The Federal Energy Regulatory Commission (FERC) is considering whether quarterly reporting of every jurisdictional natural gas transaction that entails physical delivery for next day (next day gas) or the next month (next month gas) would provide useful information for improving natural gas market transparency. The agency also is weighing whether these reporting requirements should be in addition to, or in lieu of, the existing Form No. 552 reporting requirements.
The agency said this information may be necessary for market participants to better understand market activities that produce prices that are reported to indices, and/or to detect and deter market manipulation.

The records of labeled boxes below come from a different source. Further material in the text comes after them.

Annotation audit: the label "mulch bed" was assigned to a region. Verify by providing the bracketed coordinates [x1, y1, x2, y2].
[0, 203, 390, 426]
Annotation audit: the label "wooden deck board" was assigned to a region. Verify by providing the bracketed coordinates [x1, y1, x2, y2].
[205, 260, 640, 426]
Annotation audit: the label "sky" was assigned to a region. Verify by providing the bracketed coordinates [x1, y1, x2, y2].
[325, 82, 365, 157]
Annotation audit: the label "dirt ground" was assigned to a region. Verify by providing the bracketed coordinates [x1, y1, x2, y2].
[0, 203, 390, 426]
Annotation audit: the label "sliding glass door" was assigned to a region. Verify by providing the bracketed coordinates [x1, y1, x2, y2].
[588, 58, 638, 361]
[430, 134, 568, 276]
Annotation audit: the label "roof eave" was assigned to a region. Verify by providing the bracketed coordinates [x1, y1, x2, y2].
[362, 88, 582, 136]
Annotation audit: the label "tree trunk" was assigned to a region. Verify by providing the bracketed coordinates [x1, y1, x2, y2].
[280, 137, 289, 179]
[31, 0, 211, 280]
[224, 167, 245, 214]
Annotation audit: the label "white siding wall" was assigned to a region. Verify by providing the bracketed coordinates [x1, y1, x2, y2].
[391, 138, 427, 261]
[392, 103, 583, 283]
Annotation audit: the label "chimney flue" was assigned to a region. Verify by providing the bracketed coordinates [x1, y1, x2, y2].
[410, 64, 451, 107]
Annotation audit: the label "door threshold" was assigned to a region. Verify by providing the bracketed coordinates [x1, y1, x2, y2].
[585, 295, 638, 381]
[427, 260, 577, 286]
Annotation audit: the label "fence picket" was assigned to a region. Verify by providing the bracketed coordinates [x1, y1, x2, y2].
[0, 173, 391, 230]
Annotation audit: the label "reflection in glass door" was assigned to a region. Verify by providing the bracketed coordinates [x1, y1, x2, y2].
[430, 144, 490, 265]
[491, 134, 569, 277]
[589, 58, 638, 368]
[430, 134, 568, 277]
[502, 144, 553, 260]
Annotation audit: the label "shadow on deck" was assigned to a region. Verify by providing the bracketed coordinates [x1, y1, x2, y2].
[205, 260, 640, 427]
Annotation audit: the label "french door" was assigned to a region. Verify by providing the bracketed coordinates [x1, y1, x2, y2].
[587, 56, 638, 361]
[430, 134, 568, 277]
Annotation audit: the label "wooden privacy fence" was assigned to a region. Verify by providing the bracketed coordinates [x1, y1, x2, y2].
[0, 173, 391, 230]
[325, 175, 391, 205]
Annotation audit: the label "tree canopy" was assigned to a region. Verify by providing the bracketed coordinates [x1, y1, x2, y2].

“The NOI raises difficult issues regarding FERC’s limited statutory authority to collect natural gas sales data in a robust natural gas commodity market in which most transactions are outside of FERC’s regulatory control. [It] also raises practical issues regarding the difficulty and (perhaps impossibility) of determining which natural gas transactions are FERC-jurisdictional and which ones are not,” said Ballard Spahr attorneys Dena E. Wiggins and Jack N. Semrani, who represent the American Forest & Paper Association and the Process Gas Consumers Group.
Moreover, “given the lack of clarity in the NOI as to the precise reason why the additional data is needed, and given the statutory restrictions on FERC’s authority, many industry participants are struggling with the tension between any claimed need for the additional data and the actual burden on the industry, and are questioning whether FERC should proceed further with the NOI,” they said.
While it’s up to FERC, “I’m hopeful that they will not pursue this, Wiggins told NGI. “I think a lot of industry participants are concerned. They are worried about the burden to them and FERC’s jurisdictional limitations.” Wiggins noted that while the agency may have jurisdiction over first sales, it does not have jurisdiction over sales for resale. Since many gas packages change hands a number of times between the wellhead and the burner tip, that would leave possibly as much as two-thirds of the transactions unreported, NGI estimates.
The FERC inquiry asks a series of questions on how best to enhance transparency and surveillance of gas markets, covering issues such as the scope and types of transactional information that should be part of the quarterly reports, what types of possible public dissemination of information would be appropriate and what would be the burden on market participants to provide the information.
Since the Commission finalized its market reporting process for natural gas in 2008, laying down strict rules for publishers and marketers who participate in the voluntary daily and monthly spot market price surveys, there have been no reports of any misdeeds. Companies have been reporting annual aggregated trading data starting with information from 2008, and the Commission has issued survey reports each year on the natural gas purchase and sales volumes in total, by company, and amounts indexed or settled by fixed prices.
The natural gas industry and the price publishers (including NGI) cooperated with FERC in setting up the new rules for price reporting in order to preserve the market following the collapse of Enron Corp. and much of the rest of the natural gas trading market in the early 2000s in a morass of FERC and Justice Department accusations and convictions for market manipulation.